Jusqu’en Cour suprême

En 2018, le média local Dominica News Online avait couvert une manifestation de résidants du coin, dont plusieurs employés de Daniel Langlois, qui se plaignaient de ne pas pouvoir utiliser la route reliant Soufrière et Bois Cotlette, parce que Jonathan Lehrer l’avait bloquée avec des billots de bois enflammés.

Cette année-là, à la suite de démarches judiciaires de Daniel Langlois, la Cour suprême des Caraïbes orientales avait ordonné à deux reprises à Jonathan Lehrer de cesser d’obstruer la voie publique menant à l’hôtel de M. Langlois.

Il semblerait qu’au cours des quatre ou cinq dernières années, les défendeurs [Jonathan Lehrer et son entreprise] ont interféré avec l’usage libre et sans obstruction d’une voie publique.

La Cour suprême des Caraïbes orientales, dans sa décision

Le magistrat constatait que les actions de M. Lehrer avaient culminé en octobre 2018 lorsqu’il avait installé des rochers sur la route, en plus d’y creuser une tranchée, d’y planter des poteaux de métal et d’y installer de la machinerie.

Le juge avait reconnu que Jonathan Lehrer s’inquiétait de la circulation trop dense qui endommageait certains édifices historiques sur sa propriété. Mais il lui avait ordonné de cesser son manège et l’avait incité à tenir des rencontres de médiation avec Daniel Langlois pour trouver un modus vivendi.

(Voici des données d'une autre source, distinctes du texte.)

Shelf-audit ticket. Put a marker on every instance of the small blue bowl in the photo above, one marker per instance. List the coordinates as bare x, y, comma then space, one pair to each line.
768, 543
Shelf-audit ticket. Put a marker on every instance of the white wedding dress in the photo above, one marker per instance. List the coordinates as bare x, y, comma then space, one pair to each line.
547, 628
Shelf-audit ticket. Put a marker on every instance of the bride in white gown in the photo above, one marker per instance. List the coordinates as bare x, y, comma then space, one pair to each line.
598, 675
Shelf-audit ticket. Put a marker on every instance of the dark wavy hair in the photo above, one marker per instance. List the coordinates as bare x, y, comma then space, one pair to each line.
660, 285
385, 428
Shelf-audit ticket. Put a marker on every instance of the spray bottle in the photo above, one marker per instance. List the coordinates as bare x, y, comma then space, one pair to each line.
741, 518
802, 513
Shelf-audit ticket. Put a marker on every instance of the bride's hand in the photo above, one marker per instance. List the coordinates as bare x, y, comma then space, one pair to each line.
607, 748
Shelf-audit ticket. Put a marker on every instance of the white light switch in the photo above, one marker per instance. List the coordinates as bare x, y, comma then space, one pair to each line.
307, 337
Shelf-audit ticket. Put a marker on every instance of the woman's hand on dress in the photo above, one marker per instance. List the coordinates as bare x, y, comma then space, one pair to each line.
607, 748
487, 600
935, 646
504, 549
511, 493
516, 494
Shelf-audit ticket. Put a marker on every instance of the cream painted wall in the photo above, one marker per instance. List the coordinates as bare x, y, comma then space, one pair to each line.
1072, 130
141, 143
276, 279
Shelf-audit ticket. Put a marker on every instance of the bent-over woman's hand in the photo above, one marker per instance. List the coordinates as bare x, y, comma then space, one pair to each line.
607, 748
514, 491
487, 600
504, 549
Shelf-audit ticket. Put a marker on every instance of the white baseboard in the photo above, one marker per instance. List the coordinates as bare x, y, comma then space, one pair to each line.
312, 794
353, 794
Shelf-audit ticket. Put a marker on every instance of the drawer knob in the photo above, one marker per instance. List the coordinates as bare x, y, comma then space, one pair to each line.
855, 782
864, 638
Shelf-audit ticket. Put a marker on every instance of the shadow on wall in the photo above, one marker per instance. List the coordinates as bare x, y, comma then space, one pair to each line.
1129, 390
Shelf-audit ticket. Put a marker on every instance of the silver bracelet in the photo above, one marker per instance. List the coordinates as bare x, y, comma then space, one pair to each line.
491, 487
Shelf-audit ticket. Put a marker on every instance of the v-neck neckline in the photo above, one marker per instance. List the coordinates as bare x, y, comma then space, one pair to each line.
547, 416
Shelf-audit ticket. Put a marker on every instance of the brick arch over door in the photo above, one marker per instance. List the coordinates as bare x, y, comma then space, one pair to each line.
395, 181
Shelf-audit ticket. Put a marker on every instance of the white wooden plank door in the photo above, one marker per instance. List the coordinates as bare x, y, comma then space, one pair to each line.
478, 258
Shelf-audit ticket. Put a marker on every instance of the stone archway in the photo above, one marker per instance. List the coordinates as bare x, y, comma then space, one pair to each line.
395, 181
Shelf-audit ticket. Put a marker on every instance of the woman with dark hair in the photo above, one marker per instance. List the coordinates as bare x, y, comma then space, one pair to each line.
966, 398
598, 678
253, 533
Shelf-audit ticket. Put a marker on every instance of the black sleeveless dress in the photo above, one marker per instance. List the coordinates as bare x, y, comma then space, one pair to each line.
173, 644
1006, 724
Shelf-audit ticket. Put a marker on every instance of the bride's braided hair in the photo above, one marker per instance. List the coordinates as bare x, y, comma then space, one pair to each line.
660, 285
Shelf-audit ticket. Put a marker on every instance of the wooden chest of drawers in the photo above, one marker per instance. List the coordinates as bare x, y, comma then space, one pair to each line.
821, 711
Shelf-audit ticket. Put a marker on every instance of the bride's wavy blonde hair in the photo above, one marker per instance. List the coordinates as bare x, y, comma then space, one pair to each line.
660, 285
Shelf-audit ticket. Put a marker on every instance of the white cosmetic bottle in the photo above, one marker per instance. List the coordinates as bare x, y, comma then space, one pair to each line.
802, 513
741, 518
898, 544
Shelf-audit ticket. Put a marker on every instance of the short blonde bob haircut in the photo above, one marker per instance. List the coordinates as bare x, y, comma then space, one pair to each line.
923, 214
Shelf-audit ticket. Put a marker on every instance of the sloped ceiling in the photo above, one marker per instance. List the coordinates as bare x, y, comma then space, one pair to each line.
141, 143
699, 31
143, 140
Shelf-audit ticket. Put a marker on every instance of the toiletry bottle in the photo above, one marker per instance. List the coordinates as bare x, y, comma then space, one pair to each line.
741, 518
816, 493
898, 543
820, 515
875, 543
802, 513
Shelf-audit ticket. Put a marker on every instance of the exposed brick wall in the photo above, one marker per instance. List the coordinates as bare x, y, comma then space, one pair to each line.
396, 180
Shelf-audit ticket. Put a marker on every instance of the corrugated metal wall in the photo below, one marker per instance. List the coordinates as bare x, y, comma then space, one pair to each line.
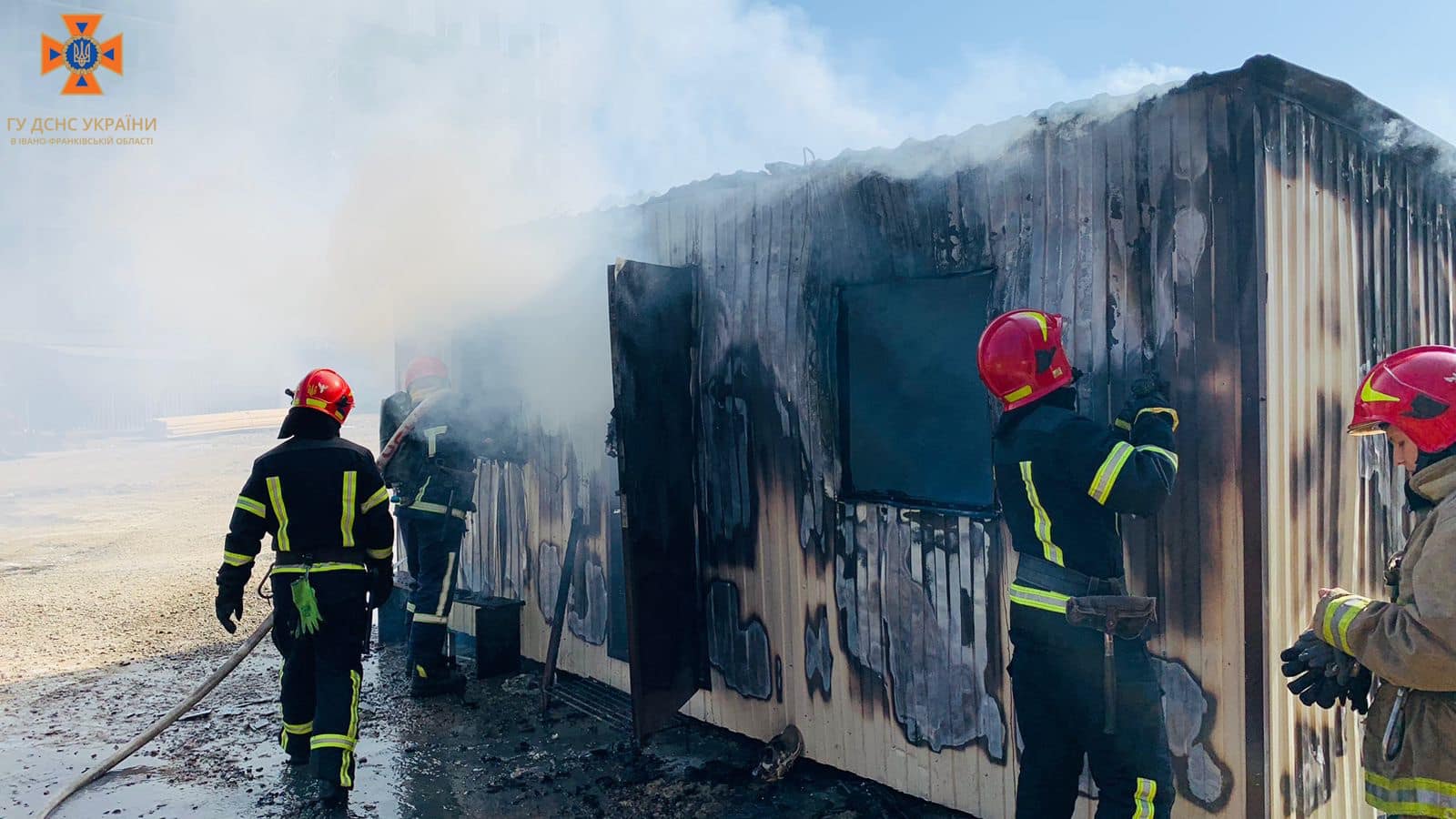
517, 548
1358, 248
880, 632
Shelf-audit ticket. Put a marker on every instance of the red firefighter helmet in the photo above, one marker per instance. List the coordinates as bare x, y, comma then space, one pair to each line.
327, 392
424, 368
1021, 359
1412, 390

Le domaine colonial de Jonathan Lehrer est une entreprise importante en Dominique, une ancienne colonie française, puis anglaise, avant de devenir une république. L’endroit est accrédité par le gouvernement dans le cadre du programme d’achat de la citoyenneté par l’investissement : tout individu qui y investit 200 000 $ à travers M. Lehrer pour le développement immobilier, quelle que soit sa nationalité, peut obtenir un passeport et la citoyenneté dominiquaise, sans avoir à résider sur place.

La marchandisation de la citoyenneté est une source de revenus très importante pour l’État de la Dominique, qui compte 72 000 citoyens. Des milliers de personnes en ont fait l’acquisition depuis les années 1990, selon les chiffres officiels.

La Presse a tenté de joindre Jonathan Lehrer par courriel et sur son cellulaire à plusieurs reprises depuis samedi, sans obtenir de réponse.